Use Kirchhoff’s junction rule and loop rule (twice) to find the effective resistance of the two
resistors connected in parallel as shown, and demonstrate that this agrees with the expression 1/R = 1/R₁ + 1/R₂

(poorly drawn picture of the circuit)

The Attempt at a Solution

Using Kirchoff's 1st law:
I₁ = I₂ + I₃

Using Kirchoff's 2nd law:
E - I₂R₁ = 0 ... [1]
and
I₂R₁ - I₃R₂ = 0 ... [2]

Now I think I can say that E = I₁R
Subtituting that into equation [1] gives:
I₁R - I₂R₁ = 0

Now here's where I'm having difficulty, I keep trying out different ways of substituting the equations into one another but end up with stupid answers like R = R₂...

Could anyone point me in the right direction?

Thanks in advance

 

[bsbs]

Mistake in your second law,
This is not a complicated circuit, just use two variables for current if u want.

Replace i3 as (i1-i2)

See the circuit as two individual boxes, running your finger from the top left hand corner and try to apply the rule again.

 

[Flucky]

Mistake in your second law,
This is not a complicated circuit, just use two variables for current if u want.

Replace i3 as (i1-i2)

See the circuit as two individual boxes, running your finger from the top left hand corner and try to apply the rule again.

Sorry I must be missing something, I can't see what's wrong with the 2nd law bit

 

[bsbs]

Sorry I must be missing something, I can't see what's wrong with the 2nd law bit

Loop 1,

-R₁(I₂)+E=0

Loop 2,

-R₂(I₁-I₂)+R₁(I₂)=0

 

[Flucky]

i help you with one...try to write the other loop

Loop 1,

-R₁(I₂)+E=0

That's what I got for my loop 1, so it must be my loop 2 that's incorrect.

If it's not I₂R₁ - I₃R₂ = 0 is it E - I₂R₃ = 0 ?

 

[bsbs]

That's what I got for my loop 1, so it must be my loop 2 that's incorrect.

If it's not I₂R₁ - I₃R₂ = 0 is it E - I₂R₃ = 0 ?

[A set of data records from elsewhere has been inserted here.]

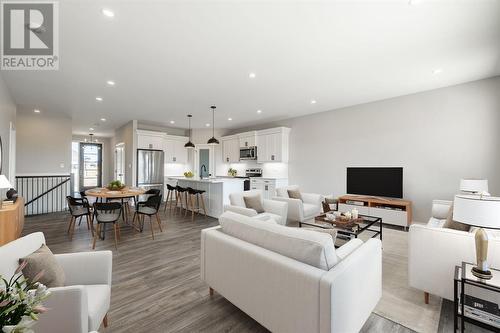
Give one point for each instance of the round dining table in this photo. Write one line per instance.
(125, 193)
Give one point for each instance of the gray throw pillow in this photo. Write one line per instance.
(254, 202)
(452, 224)
(294, 194)
(44, 260)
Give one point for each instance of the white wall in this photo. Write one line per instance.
(7, 115)
(127, 135)
(438, 137)
(43, 143)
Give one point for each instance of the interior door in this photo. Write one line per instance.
(90, 166)
(120, 163)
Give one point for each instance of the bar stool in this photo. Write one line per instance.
(181, 195)
(198, 194)
(171, 191)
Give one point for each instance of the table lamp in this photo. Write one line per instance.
(483, 212)
(4, 184)
(470, 185)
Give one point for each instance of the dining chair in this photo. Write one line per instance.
(78, 208)
(149, 208)
(104, 213)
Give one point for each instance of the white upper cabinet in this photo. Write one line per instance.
(272, 145)
(175, 152)
(230, 149)
(150, 140)
(247, 139)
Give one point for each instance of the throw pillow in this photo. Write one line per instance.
(254, 202)
(451, 224)
(331, 232)
(294, 194)
(44, 260)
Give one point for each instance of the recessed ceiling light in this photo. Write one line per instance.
(108, 12)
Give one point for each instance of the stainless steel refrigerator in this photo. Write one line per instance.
(150, 167)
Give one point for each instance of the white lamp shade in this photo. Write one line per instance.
(4, 182)
(474, 185)
(477, 211)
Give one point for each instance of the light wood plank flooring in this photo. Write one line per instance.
(156, 283)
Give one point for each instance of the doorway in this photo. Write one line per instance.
(120, 162)
(90, 165)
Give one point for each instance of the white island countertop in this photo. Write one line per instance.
(206, 180)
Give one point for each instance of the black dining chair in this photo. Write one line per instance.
(149, 208)
(78, 208)
(104, 213)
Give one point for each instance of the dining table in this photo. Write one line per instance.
(123, 194)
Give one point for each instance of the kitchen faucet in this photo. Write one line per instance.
(203, 167)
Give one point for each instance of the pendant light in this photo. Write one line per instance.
(189, 144)
(213, 140)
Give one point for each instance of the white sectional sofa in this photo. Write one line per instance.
(82, 304)
(272, 209)
(283, 292)
(434, 252)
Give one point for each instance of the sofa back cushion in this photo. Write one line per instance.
(310, 247)
(283, 191)
(10, 253)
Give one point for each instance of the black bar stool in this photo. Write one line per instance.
(171, 191)
(198, 194)
(181, 195)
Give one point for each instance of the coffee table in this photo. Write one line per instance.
(371, 224)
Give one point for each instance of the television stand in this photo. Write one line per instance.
(392, 211)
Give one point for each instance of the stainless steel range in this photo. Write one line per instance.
(252, 172)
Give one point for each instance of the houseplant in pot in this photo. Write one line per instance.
(21, 302)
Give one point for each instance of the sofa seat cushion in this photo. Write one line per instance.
(98, 296)
(268, 216)
(311, 210)
(310, 247)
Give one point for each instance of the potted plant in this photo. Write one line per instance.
(21, 302)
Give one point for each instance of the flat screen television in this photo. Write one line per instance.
(380, 182)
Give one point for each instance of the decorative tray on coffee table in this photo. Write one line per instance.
(340, 221)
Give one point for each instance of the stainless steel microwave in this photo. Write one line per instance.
(248, 153)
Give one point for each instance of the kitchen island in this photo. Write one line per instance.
(217, 190)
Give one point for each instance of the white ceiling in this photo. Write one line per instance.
(171, 58)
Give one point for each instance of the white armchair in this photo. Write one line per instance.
(81, 305)
(300, 210)
(272, 209)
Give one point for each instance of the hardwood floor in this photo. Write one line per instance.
(156, 283)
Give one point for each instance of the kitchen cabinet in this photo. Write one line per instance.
(247, 139)
(150, 140)
(272, 145)
(267, 186)
(231, 149)
(175, 152)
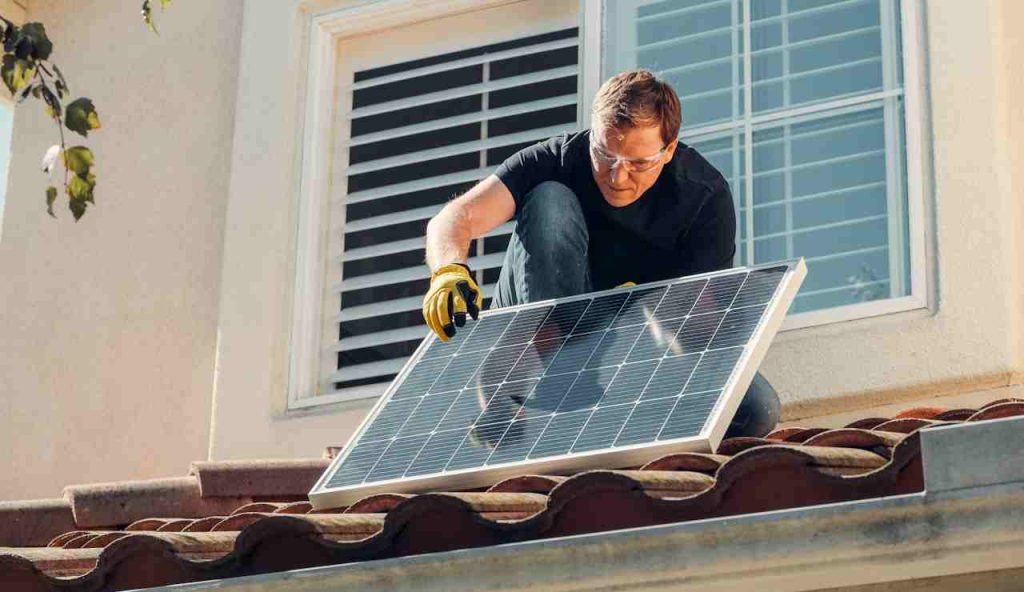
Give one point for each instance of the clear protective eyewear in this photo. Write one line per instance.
(604, 160)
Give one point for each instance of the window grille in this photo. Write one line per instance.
(422, 132)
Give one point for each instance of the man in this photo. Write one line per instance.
(621, 203)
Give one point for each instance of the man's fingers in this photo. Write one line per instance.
(443, 314)
(470, 296)
(433, 321)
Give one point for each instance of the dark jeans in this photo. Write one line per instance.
(547, 258)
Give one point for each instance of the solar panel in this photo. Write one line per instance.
(606, 379)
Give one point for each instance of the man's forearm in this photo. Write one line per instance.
(449, 236)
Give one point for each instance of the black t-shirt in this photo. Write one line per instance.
(685, 223)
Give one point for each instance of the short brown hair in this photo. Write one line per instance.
(635, 98)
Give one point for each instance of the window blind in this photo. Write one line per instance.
(422, 132)
(799, 103)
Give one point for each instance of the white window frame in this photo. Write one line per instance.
(916, 141)
(326, 28)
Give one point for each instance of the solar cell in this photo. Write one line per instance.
(561, 384)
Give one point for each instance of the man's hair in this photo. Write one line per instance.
(636, 98)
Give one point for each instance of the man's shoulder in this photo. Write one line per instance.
(693, 167)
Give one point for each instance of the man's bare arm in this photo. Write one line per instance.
(481, 209)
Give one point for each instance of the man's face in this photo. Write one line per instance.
(627, 162)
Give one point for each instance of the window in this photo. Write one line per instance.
(801, 104)
(809, 108)
(414, 126)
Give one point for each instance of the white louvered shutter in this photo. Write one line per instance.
(420, 132)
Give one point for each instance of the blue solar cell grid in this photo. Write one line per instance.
(623, 368)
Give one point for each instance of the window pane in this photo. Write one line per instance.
(828, 187)
(802, 51)
(828, 180)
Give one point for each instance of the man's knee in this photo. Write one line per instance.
(551, 217)
(552, 204)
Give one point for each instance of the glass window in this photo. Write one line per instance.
(800, 104)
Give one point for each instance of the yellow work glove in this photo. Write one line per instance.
(453, 293)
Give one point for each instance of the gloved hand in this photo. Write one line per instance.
(453, 293)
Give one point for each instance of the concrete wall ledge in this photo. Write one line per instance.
(954, 527)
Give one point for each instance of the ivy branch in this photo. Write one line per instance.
(27, 72)
(147, 12)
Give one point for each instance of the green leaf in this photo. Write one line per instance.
(147, 16)
(52, 102)
(41, 46)
(15, 72)
(80, 116)
(51, 197)
(77, 208)
(79, 160)
(81, 188)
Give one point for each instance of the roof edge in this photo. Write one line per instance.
(943, 531)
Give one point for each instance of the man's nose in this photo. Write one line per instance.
(619, 174)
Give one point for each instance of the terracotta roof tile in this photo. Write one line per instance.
(227, 535)
(34, 522)
(258, 478)
(125, 502)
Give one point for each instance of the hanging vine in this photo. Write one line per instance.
(27, 72)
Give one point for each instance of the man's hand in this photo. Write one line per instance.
(453, 293)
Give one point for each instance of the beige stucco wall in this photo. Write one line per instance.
(969, 339)
(108, 327)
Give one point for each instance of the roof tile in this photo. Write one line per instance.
(258, 478)
(125, 502)
(33, 523)
(791, 468)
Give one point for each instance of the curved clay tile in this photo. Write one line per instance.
(175, 525)
(782, 432)
(906, 425)
(295, 508)
(373, 504)
(698, 462)
(34, 522)
(124, 502)
(527, 484)
(921, 413)
(239, 521)
(80, 541)
(955, 414)
(867, 423)
(805, 434)
(203, 524)
(265, 507)
(147, 524)
(855, 438)
(670, 482)
(734, 446)
(60, 540)
(101, 541)
(1000, 402)
(1009, 409)
(255, 478)
(29, 569)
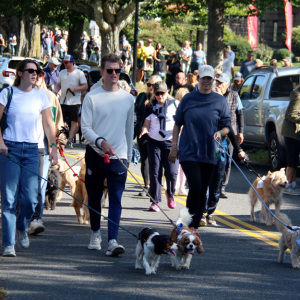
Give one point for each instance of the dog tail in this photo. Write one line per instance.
(185, 218)
(285, 219)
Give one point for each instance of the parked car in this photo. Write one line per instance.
(95, 75)
(8, 66)
(265, 97)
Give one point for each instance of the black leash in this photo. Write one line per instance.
(221, 148)
(15, 162)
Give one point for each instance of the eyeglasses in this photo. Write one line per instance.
(110, 71)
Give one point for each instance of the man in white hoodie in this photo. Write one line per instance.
(107, 125)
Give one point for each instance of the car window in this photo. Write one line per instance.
(245, 90)
(13, 64)
(258, 86)
(283, 86)
(95, 76)
(124, 76)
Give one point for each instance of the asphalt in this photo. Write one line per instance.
(236, 264)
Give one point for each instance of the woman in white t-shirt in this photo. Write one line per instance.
(19, 152)
(159, 125)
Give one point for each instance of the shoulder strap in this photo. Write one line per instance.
(9, 97)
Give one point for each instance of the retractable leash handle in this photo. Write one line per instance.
(262, 201)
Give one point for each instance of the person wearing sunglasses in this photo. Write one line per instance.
(72, 83)
(107, 125)
(247, 65)
(28, 111)
(139, 110)
(36, 225)
(158, 125)
(203, 116)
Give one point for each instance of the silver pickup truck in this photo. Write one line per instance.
(265, 97)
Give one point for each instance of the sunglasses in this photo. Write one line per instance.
(110, 71)
(159, 93)
(31, 71)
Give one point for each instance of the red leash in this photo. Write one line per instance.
(74, 173)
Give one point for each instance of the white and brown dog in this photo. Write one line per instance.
(150, 246)
(270, 188)
(290, 239)
(187, 239)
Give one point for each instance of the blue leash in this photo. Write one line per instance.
(15, 162)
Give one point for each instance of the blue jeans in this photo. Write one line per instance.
(116, 174)
(18, 186)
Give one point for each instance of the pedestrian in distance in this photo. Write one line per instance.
(29, 110)
(107, 126)
(140, 105)
(197, 149)
(71, 82)
(158, 126)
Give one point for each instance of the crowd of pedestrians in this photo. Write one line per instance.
(165, 120)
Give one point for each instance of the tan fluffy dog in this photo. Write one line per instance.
(81, 194)
(290, 239)
(270, 190)
(67, 177)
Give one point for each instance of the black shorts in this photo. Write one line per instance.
(70, 112)
(293, 151)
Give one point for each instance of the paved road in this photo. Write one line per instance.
(239, 262)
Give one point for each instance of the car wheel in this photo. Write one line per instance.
(277, 155)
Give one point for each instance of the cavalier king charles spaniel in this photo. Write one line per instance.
(149, 248)
(187, 239)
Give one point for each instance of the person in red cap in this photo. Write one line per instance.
(72, 82)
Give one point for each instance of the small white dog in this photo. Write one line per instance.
(188, 241)
(150, 246)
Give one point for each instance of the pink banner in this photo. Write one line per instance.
(288, 10)
(252, 23)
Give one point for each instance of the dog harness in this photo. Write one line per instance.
(260, 184)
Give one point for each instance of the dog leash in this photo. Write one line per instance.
(221, 148)
(108, 219)
(147, 193)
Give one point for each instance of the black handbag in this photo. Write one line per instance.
(3, 122)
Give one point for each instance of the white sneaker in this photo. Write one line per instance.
(9, 251)
(23, 239)
(114, 249)
(35, 227)
(95, 242)
(182, 192)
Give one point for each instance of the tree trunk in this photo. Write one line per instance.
(110, 40)
(215, 44)
(29, 47)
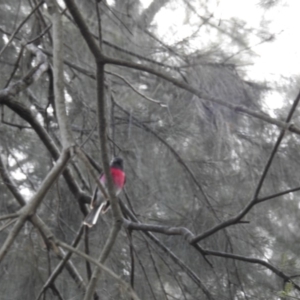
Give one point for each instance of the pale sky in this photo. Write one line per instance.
(274, 60)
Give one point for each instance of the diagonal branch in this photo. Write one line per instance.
(30, 208)
(126, 286)
(253, 201)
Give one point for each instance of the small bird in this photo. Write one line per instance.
(98, 203)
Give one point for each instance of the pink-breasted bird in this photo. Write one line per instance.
(98, 203)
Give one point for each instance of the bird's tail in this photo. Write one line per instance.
(92, 217)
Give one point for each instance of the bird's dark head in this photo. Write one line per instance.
(117, 162)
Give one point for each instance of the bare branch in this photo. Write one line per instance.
(58, 75)
(30, 208)
(127, 287)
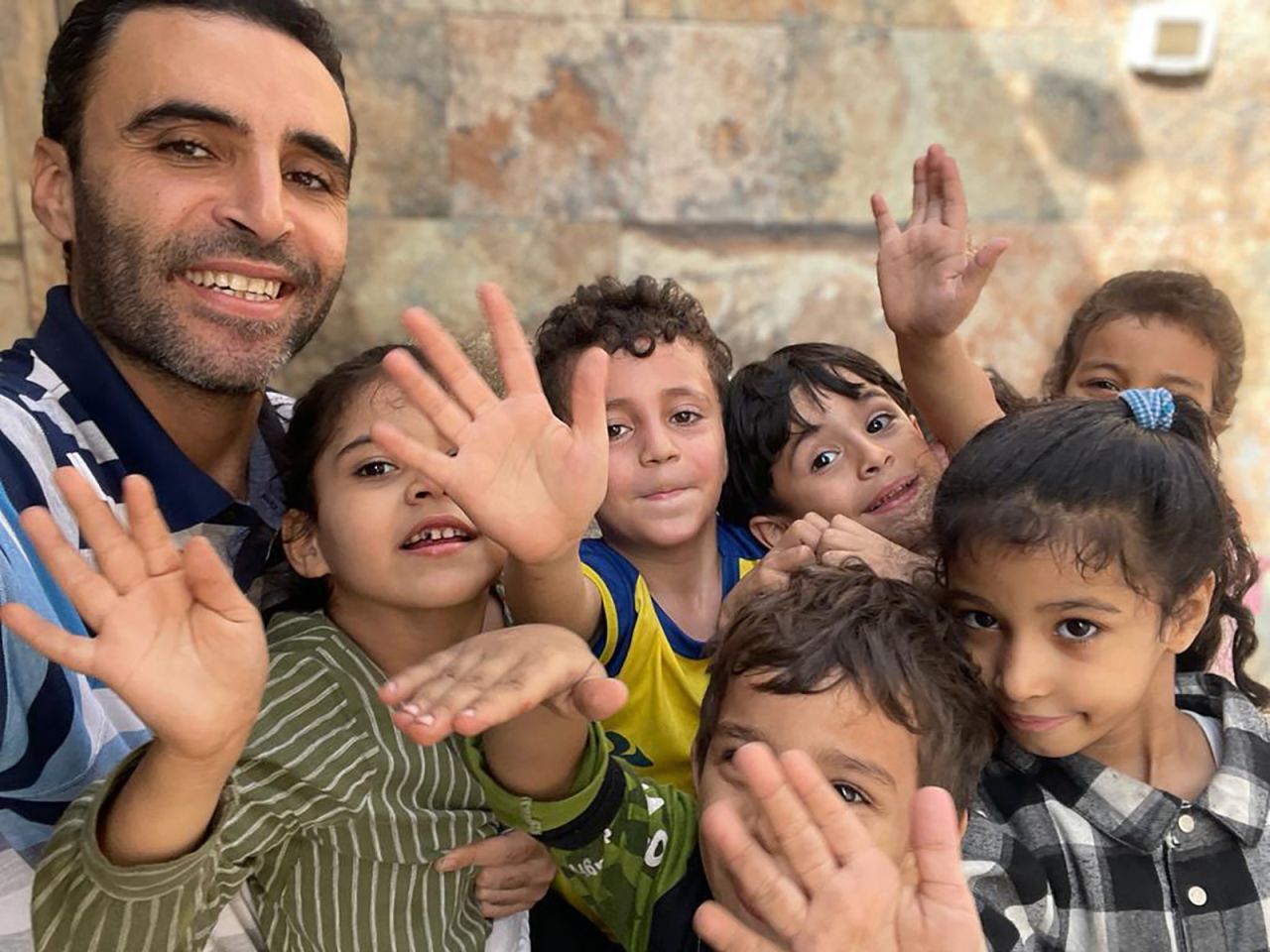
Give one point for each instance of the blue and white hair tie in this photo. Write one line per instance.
(1152, 409)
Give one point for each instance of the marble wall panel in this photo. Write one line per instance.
(437, 263)
(594, 121)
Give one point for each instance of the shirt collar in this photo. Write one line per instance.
(187, 495)
(1139, 815)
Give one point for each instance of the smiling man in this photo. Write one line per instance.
(194, 166)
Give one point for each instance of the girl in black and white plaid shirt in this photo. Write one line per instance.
(1096, 558)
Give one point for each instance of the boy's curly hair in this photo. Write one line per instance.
(892, 643)
(634, 317)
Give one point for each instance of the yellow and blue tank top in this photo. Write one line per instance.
(663, 667)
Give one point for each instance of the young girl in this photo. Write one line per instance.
(1092, 553)
(330, 817)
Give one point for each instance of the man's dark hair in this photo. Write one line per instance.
(889, 642)
(634, 317)
(86, 33)
(760, 416)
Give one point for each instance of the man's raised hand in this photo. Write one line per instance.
(529, 480)
(176, 638)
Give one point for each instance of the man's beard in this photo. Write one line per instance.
(122, 284)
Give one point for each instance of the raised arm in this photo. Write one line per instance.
(930, 280)
(176, 640)
(527, 479)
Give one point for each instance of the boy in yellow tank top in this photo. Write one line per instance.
(642, 449)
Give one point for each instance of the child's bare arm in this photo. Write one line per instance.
(531, 690)
(529, 480)
(178, 643)
(930, 281)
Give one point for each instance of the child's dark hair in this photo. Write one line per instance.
(760, 416)
(885, 639)
(1083, 477)
(1179, 298)
(314, 420)
(634, 317)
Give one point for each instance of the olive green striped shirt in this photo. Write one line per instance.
(331, 817)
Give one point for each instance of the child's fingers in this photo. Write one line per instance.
(587, 407)
(937, 838)
(212, 585)
(60, 647)
(117, 556)
(405, 449)
(934, 208)
(883, 220)
(953, 211)
(765, 888)
(87, 590)
(801, 841)
(426, 394)
(515, 357)
(722, 932)
(841, 828)
(149, 529)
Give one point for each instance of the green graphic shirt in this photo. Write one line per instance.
(626, 846)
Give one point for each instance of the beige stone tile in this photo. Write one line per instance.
(593, 121)
(14, 309)
(765, 289)
(394, 63)
(395, 263)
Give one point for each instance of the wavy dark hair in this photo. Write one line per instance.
(887, 639)
(1083, 477)
(1188, 299)
(634, 317)
(760, 416)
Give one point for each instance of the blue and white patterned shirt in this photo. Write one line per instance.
(63, 403)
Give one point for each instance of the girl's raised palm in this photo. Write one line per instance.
(177, 640)
(929, 277)
(527, 480)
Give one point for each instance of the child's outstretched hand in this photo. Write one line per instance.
(929, 276)
(176, 638)
(529, 480)
(498, 675)
(844, 539)
(834, 889)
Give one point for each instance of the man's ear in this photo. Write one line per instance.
(769, 529)
(1185, 621)
(53, 194)
(300, 543)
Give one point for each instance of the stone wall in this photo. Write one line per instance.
(733, 144)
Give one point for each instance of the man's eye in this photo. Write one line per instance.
(310, 180)
(849, 793)
(375, 467)
(876, 424)
(1078, 629)
(824, 458)
(979, 620)
(187, 149)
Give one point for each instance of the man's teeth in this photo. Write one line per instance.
(436, 536)
(236, 285)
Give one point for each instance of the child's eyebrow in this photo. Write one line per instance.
(837, 761)
(354, 443)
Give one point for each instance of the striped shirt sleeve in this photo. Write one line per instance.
(296, 774)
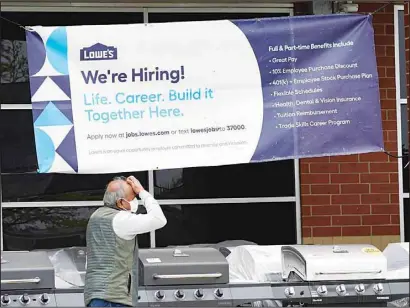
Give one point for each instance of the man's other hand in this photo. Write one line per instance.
(135, 184)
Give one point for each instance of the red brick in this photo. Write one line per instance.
(381, 51)
(372, 220)
(385, 208)
(391, 147)
(379, 29)
(354, 167)
(375, 178)
(391, 114)
(315, 200)
(394, 198)
(316, 221)
(344, 178)
(395, 219)
(356, 231)
(314, 178)
(306, 232)
(384, 167)
(388, 104)
(383, 40)
(325, 189)
(345, 158)
(375, 198)
(355, 188)
(356, 209)
(386, 230)
(346, 220)
(327, 231)
(373, 157)
(394, 177)
(326, 210)
(383, 188)
(345, 199)
(305, 189)
(324, 168)
(392, 136)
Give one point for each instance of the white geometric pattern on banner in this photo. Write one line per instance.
(47, 70)
(49, 91)
(56, 133)
(60, 165)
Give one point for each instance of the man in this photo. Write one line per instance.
(111, 279)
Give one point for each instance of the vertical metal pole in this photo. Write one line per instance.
(1, 187)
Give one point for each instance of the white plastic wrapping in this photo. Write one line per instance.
(69, 265)
(397, 255)
(251, 263)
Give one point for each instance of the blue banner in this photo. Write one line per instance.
(124, 98)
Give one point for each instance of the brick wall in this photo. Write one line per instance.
(357, 195)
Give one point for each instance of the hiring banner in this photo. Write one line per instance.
(118, 98)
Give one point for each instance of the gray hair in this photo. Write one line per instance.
(111, 197)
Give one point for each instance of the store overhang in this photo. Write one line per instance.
(184, 3)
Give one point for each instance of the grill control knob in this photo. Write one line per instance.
(44, 299)
(199, 294)
(378, 288)
(289, 292)
(179, 294)
(359, 288)
(159, 295)
(25, 299)
(341, 289)
(322, 290)
(5, 300)
(219, 293)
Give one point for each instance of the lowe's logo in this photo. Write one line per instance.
(98, 52)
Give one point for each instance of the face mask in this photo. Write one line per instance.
(133, 205)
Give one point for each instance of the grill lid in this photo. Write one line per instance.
(329, 262)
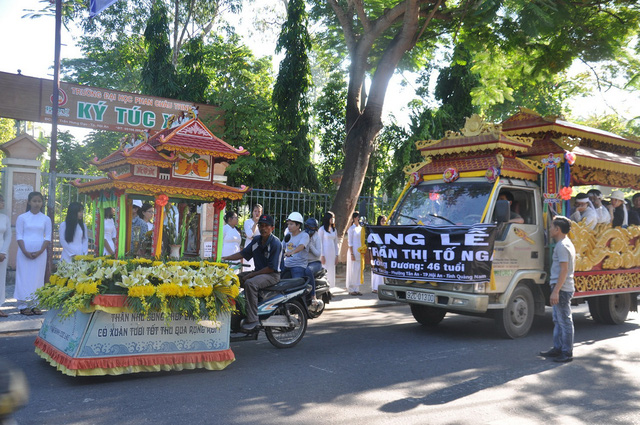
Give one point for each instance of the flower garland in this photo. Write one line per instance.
(199, 289)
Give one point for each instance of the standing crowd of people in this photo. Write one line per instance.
(305, 249)
(33, 237)
(594, 209)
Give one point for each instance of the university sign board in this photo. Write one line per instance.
(31, 99)
(444, 254)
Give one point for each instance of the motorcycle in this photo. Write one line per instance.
(282, 312)
(323, 295)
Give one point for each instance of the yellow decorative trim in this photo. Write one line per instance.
(486, 209)
(430, 177)
(608, 165)
(606, 281)
(573, 132)
(426, 143)
(412, 168)
(605, 178)
(567, 143)
(611, 248)
(473, 173)
(134, 369)
(145, 189)
(498, 144)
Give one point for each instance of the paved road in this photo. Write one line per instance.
(365, 366)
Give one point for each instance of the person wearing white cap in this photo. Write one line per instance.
(595, 196)
(584, 211)
(621, 215)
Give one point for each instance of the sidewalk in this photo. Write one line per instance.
(17, 322)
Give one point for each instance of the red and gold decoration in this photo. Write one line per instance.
(160, 306)
(183, 163)
(450, 175)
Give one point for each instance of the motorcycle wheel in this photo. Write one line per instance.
(287, 337)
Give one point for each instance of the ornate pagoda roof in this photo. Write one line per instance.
(509, 167)
(528, 122)
(487, 141)
(194, 137)
(177, 188)
(142, 153)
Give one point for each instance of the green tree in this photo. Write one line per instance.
(158, 73)
(242, 86)
(7, 129)
(290, 98)
(329, 128)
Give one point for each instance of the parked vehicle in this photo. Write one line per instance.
(459, 185)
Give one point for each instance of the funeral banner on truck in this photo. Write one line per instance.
(448, 254)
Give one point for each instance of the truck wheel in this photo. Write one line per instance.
(614, 308)
(594, 309)
(515, 320)
(427, 316)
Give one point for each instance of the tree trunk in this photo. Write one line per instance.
(358, 149)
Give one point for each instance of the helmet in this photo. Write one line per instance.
(311, 223)
(295, 216)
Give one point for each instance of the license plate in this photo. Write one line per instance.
(421, 296)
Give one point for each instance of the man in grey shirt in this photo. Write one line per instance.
(295, 246)
(562, 289)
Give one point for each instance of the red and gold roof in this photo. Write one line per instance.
(479, 146)
(509, 167)
(142, 153)
(177, 188)
(194, 137)
(483, 142)
(528, 122)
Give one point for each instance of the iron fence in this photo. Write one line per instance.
(280, 203)
(65, 194)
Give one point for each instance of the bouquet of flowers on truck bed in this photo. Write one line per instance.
(199, 289)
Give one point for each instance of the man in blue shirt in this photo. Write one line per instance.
(265, 250)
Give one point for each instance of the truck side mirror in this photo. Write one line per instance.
(502, 212)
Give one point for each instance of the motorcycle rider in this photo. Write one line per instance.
(315, 250)
(265, 250)
(295, 247)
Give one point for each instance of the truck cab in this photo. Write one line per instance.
(484, 174)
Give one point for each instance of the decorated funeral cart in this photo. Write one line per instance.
(120, 314)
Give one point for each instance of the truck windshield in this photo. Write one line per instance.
(441, 204)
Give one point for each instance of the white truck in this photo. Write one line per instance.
(536, 163)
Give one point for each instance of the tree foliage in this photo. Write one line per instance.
(158, 73)
(329, 111)
(290, 98)
(540, 38)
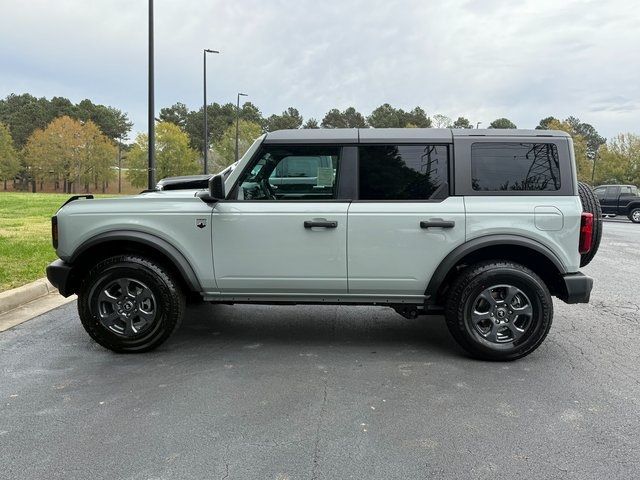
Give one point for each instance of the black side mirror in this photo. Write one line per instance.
(216, 187)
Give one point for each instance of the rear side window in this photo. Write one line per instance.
(514, 166)
(403, 172)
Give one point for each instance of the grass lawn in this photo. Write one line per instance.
(25, 236)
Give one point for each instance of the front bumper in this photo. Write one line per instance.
(577, 288)
(59, 274)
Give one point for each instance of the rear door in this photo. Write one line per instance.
(404, 221)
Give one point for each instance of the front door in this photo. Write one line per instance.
(283, 230)
(404, 222)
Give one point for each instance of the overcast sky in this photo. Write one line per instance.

see my loop 2 above, also take note that your E=IR

ok? solved?

 

[Flucky]

see my loop 2 above, also take note that your E=IR

Thanks for replying but we're back to the beginning now as that's what I had already got, it's the next bit I'm having trouble with - getting the equation 1/R = 1/R₁ + 1/R₂

 

[superdave]

Thanks for replying but we're back to the beginning now as that's what I had already got, it's the next bit I'm having trouble with - getting the equation 1/R = 1/R₁ + 1/R₂

R = (1/R₁ + 1/R₂)^-1

What are you getting for R?

 

[bsbs]

Thanks for replying but we're back to the beginning now as that's what I had already got, it's the next bit I'm having trouble with - getting the equation 1/R = 1/R₁ + 1/R₂

sorry, didnt notice that your eq is also correct.

 

[bsbs]

have you tried substitute ohm's law into your KCL?

KCL states :current at a junction is zero
ohm states: I=E/R

something like I₁=E/(1/R₁ + 1/R₂)^-1

etc etc...does it helps?